O motorista mineiro pode estar perto de uma vitória importante contra as cobranças automáticas nas estradas. O deputado estadual Delegado Christiano Xavier (PSD) protocolou o Projeto de Lei nº 4.952/2025, que ataca diretamente as falhas do sistema de pedágio free flow. A proposta quer acabar com as multas aplicadas sem aviso prévio e garantir que ninguém seja obrigado a pagar para ter uma TAG.
Atualmente, muitos usuários relatam surpresas desagradáveis ao receberem infrações sem sequer entenderem como o sistema funciona. Por isso, o texto foca na proteção social e na transparência. Além disso, a proposta assegura que o avanço tecnológico não se torne um peso financeiro extra para o cidadão que já paga impostos elevados.

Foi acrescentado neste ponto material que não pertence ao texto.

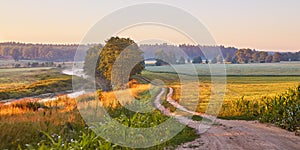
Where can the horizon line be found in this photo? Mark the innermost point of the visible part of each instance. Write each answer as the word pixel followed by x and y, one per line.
pixel 224 45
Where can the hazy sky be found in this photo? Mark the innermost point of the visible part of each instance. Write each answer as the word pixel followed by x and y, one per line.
pixel 259 24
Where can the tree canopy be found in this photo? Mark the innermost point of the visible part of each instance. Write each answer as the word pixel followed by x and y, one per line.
pixel 121 55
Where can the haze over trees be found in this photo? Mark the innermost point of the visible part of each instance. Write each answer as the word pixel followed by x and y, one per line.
pixel 45 52
pixel 60 52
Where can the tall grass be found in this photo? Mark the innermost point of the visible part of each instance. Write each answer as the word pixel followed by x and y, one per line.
pixel 29 124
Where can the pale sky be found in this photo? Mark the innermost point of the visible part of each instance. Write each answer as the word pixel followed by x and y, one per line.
pixel 259 24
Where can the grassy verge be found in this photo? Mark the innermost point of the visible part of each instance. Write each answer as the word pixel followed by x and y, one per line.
pixel 58 124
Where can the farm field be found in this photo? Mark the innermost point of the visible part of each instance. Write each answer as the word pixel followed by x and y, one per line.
pixel 24 82
pixel 245 80
pixel 284 68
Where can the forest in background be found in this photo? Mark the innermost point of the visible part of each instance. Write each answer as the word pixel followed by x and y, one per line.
pixel 66 52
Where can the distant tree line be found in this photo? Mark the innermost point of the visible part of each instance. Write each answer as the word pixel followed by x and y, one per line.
pixel 252 56
pixel 44 52
pixel 165 53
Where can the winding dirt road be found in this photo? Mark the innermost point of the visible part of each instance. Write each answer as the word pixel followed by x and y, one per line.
pixel 234 134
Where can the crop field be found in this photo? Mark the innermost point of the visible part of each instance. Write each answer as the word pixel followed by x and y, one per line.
pixel 287 68
pixel 250 81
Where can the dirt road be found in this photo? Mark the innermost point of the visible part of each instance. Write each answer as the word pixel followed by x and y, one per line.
pixel 235 134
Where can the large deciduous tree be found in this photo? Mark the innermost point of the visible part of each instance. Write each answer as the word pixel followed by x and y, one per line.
pixel 117 56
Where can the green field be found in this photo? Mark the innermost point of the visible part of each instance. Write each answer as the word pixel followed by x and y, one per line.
pixel 292 68
pixel 250 81
pixel 24 82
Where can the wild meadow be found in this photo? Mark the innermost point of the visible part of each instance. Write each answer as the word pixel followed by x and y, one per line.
pixel 58 124
pixel 32 124
pixel 24 82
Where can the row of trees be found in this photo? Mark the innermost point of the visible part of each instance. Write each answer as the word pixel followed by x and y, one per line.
pixel 44 52
pixel 252 56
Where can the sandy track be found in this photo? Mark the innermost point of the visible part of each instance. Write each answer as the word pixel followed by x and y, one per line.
pixel 235 134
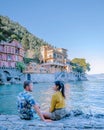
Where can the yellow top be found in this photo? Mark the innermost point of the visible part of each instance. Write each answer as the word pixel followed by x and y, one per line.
pixel 58 101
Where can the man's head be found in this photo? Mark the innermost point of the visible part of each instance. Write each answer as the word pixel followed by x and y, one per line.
pixel 28 86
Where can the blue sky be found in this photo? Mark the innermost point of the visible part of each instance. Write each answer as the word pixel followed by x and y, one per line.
pixel 77 25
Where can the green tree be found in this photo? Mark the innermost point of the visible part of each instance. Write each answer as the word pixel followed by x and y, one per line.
pixel 20 66
pixel 80 65
pixel 25 42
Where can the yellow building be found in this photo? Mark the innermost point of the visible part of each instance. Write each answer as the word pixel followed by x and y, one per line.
pixel 54 59
pixel 53 55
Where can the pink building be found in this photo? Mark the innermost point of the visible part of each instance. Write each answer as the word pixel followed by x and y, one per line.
pixel 10 53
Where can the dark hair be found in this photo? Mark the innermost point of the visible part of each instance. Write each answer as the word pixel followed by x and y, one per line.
pixel 60 87
pixel 26 83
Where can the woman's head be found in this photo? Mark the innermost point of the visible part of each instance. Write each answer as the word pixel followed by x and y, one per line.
pixel 59 86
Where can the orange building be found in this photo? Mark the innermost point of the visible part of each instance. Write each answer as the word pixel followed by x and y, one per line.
pixel 53 55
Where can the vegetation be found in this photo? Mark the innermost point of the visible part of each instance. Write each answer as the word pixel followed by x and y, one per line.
pixel 20 66
pixel 10 30
pixel 80 65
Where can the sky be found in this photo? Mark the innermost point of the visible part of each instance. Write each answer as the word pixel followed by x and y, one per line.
pixel 76 25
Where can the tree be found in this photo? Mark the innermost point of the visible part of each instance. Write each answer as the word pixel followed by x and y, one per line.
pixel 80 65
pixel 25 42
pixel 20 66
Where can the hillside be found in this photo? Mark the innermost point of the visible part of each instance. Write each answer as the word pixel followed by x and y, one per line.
pixel 10 30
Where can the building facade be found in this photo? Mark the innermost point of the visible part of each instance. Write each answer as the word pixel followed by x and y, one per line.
pixel 10 53
pixel 55 59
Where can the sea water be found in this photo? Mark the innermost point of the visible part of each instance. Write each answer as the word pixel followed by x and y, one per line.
pixel 84 99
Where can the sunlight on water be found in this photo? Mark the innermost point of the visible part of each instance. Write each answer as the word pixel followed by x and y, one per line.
pixel 87 96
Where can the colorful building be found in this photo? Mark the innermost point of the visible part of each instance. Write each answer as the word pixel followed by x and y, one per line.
pixel 55 59
pixel 10 53
pixel 53 55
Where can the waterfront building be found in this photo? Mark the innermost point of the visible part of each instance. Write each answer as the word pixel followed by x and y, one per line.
pixel 10 53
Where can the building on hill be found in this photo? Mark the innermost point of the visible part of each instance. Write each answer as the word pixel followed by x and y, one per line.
pixel 10 53
pixel 55 59
pixel 53 55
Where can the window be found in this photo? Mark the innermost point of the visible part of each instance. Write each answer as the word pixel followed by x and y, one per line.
pixel 16 58
pixel 0 56
pixel 17 51
pixel 9 57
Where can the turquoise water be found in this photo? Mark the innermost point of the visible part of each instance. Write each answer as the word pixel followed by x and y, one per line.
pixel 86 96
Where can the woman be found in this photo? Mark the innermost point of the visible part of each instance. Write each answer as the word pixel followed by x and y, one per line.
pixel 57 109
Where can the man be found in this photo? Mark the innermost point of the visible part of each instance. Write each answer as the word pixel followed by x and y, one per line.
pixel 27 104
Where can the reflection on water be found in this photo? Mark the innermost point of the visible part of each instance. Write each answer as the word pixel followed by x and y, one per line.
pixel 87 96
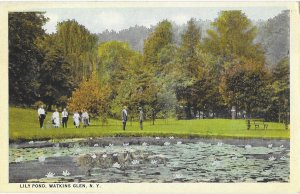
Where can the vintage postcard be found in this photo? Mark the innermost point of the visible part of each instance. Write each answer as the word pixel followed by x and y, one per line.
pixel 188 96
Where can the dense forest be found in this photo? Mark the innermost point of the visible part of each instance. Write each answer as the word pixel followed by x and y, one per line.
pixel 200 69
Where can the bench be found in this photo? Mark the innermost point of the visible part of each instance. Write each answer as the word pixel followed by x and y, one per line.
pixel 257 123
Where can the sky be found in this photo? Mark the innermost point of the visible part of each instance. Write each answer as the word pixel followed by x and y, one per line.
pixel 96 20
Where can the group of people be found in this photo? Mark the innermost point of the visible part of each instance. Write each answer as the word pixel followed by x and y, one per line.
pixel 84 117
pixel 55 118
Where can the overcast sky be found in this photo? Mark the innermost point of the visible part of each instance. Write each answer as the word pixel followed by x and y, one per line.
pixel 99 19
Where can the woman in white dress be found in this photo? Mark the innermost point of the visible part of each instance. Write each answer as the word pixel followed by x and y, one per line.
pixel 85 119
pixel 55 119
pixel 76 119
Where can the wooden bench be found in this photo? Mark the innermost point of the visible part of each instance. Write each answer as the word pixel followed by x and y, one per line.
pixel 257 123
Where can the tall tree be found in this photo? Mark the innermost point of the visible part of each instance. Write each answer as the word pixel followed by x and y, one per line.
pixel 280 106
pixel 160 38
pixel 246 86
pixel 92 96
pixel 24 55
pixel 55 78
pixel 79 48
pixel 232 36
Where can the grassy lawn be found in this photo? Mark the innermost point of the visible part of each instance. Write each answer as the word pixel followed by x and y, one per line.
pixel 24 125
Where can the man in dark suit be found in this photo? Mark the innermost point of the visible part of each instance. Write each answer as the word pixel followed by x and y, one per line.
pixel 42 116
pixel 124 117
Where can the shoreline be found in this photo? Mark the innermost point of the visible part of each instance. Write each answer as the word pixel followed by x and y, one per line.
pixel 105 141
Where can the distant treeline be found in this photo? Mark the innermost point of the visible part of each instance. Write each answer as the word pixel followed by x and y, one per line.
pixel 168 70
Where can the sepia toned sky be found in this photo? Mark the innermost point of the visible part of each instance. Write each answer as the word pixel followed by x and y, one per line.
pixel 97 20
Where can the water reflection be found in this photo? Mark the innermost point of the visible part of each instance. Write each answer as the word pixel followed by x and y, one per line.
pixel 177 162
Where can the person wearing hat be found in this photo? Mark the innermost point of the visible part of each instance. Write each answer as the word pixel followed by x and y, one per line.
pixel 124 117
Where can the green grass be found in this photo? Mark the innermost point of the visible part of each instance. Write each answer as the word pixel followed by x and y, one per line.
pixel 24 126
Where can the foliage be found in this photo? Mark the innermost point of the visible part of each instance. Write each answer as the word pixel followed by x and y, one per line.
pixel 79 48
pixel 274 37
pixel 24 126
pixel 24 56
pixel 280 104
pixel 91 96
pixel 245 86
pixel 233 37
pixel 55 76
pixel 157 40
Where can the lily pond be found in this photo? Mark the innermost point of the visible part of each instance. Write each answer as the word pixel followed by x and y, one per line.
pixel 152 159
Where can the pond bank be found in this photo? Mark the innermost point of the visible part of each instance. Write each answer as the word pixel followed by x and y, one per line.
pixel 150 159
pixel 105 141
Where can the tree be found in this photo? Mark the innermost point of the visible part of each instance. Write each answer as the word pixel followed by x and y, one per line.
pixel 55 78
pixel 232 37
pixel 190 43
pixel 280 106
pixel 91 96
pixel 79 48
pixel 114 56
pixel 274 37
pixel 24 56
pixel 157 40
pixel 246 86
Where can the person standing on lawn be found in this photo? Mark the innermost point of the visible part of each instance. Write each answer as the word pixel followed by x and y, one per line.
pixel 55 119
pixel 76 119
pixel 64 118
pixel 124 117
pixel 42 116
pixel 85 119
pixel 141 116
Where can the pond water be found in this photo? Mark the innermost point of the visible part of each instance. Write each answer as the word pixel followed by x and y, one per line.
pixel 169 161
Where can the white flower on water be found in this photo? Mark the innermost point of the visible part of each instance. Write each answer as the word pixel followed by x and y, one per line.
pixel 42 158
pixel 50 175
pixel 234 158
pixel 167 143
pixel 66 173
pixel 248 146
pixel 270 145
pixel 131 150
pixel 134 162
pixel 20 159
pixel 57 154
pixel 272 158
pixel 178 176
pixel 116 165
pixel 282 158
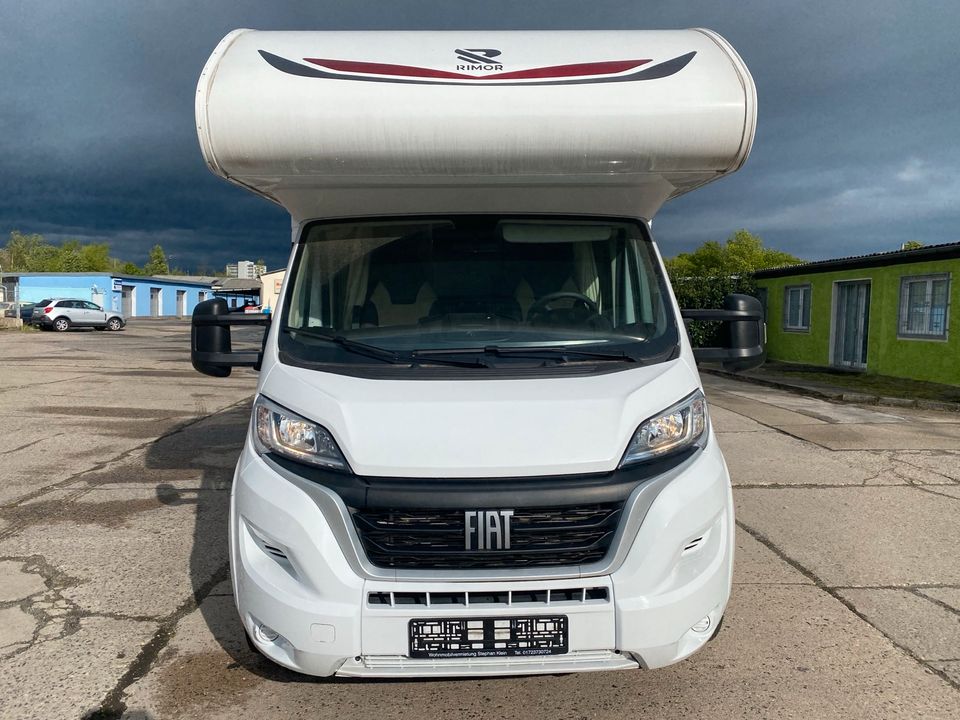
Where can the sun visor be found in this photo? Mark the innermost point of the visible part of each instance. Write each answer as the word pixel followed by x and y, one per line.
pixel 336 124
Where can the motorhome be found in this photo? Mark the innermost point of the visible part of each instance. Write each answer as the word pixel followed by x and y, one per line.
pixel 479 443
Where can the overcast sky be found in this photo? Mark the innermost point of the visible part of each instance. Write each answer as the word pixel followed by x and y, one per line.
pixel 857 146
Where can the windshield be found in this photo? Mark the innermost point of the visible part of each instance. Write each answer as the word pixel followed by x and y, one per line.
pixel 476 284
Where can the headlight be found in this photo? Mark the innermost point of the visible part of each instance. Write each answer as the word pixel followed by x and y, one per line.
pixel 286 433
pixel 674 429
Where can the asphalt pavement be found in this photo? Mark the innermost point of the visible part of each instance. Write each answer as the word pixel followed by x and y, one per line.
pixel 116 460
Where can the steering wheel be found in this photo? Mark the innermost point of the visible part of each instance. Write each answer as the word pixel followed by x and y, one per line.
pixel 584 309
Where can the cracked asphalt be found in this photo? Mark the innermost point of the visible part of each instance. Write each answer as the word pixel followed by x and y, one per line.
pixel 116 460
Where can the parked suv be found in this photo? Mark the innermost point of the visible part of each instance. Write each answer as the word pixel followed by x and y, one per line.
pixel 63 314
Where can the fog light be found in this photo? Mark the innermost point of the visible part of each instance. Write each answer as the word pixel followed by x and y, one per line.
pixel 702 626
pixel 266 634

Justiça para quem foi multado e devolução de valores
Uma das medidas mais impactantes do projeto é a anulação imediata de todas as multas aplicadas pelo sistema free flow em rodovias estaduais até agora. O projeto prevê que os motoristas que já pagaram esses valores sejam reembolsados com atualização monetária. A justificativa é clara: o Estado não pode punir quem não foi devidamente informado sobre as novas regras de cobrança.
“Tal avanço tecnológico não pode resultar em restrições de direitos ou prejuízos indevidos aos usuários, tampouco transferir para o cidadão riscos ou custos decorrentes da transformação digital”, defendeu o Delegado Christiano Xavier. Dessa forma, a proposta transforma as infrações atuais em advertências educativas, limpando o prontuário dos condutores.
TAG gratuita e direito de escolha no pagamento
O projeto também resolve uma polêmica comum: a cobrança pelo dispositivo de leitura. O PL determina que a TAG deve ser fornecida gratuitamente pelas concessionárias. Portanto, taxas de adesão, mensalidades ou custos de manutenção ficam terminantemente proibidos. O objetivo é garantir que o motorista tenha o direito de usar a tecnologia sem ser taxado por isso.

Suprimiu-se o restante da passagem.